Raw throughput will initially not be doubled. But future chip versions might upgrade the hardware to full width. Intel's SIMD instruction sets have a few other conceptual limitations (lack of generic permutes and a few other processing primitives that require more operands), but fractals are usually embarrassingly parallel. So for our purposes here, AVX should pave the way for ever faster rendering. Title: Re: Intel Sandy Bridge and AVX extension Post by: ker2x on April 14, 2010, 05:28:20 PM Beware, the first hardware implementations are unlikely to have full width SIMD ALUs. The 256 bits wide vectors will probably be processed as two halves of 128 bit, either occupying two (simple/integer) vector ALUs simultaneously, or one (complex/floating point) ALU for consecutive clock cycles. Raw throughput will initially not be doubled. But future chip versions might upgrade the hardware to full width. Intel's SIMD instruction sets have a few other conceptual limitations (lack of generic permutes and a few other processing primitives that require more operands), but fractals are usually embarrassingly parallel. So for our purposes here, AVX should pave the way for ever faster rendering. Indeed. This is just a first step to a shiny future. As far as i understood, there is no way, yet, to do some math on the 256bits registers. eg : a single instruction to add 8x32bits from 2 256bits registers, and put the result in a 3rd register. Title: Re: Intel Sandy Bridge and AVX extension Post by: hobold on April 14, 2010, 07:59:01 PM Well, the processor of the Xbox360 has a few of these "horizontal" instructions, but they are more a convenience than a true addition to the SIMD paradigm. If an algorithm is massively data parallel, and has relatively weak data dependencies, then a resourceful programmer can usually find a data layout that fits the hardware.
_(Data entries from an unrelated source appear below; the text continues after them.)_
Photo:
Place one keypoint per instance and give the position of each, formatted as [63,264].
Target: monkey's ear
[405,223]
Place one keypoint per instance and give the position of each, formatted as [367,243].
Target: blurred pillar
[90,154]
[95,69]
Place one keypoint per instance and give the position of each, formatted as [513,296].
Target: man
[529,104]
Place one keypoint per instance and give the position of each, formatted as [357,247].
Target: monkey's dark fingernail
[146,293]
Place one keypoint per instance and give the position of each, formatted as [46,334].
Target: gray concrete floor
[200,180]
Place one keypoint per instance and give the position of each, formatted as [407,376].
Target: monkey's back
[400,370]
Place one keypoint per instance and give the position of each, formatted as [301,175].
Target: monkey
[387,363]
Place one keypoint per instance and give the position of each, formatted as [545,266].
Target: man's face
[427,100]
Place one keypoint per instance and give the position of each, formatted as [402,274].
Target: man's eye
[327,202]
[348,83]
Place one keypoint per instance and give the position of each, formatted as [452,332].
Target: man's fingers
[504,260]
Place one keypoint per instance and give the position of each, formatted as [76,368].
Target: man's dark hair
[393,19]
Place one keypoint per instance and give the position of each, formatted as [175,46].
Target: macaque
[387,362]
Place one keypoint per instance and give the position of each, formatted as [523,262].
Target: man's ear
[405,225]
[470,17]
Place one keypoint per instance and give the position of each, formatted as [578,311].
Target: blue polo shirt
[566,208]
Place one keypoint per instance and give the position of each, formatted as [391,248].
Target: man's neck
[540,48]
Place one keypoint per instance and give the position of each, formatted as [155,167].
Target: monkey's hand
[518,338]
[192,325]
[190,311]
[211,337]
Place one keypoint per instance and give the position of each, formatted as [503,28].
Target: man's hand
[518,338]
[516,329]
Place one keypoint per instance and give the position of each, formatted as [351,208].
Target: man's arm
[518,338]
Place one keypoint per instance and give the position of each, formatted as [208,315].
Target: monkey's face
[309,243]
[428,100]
And when the data flow patterns are trickier, you typically need something more general, like a permute, to implement them. At the moment it seems more likely that the GPU vendors will implement permute (and perhaps conditional split, I heard Nvidia calls it "warp reforming"), because they have more of an incentive to push their hardware to general purpose. Intel already has THE general purpose processors and there is less pressure to make the SIMD extensions more general as well. |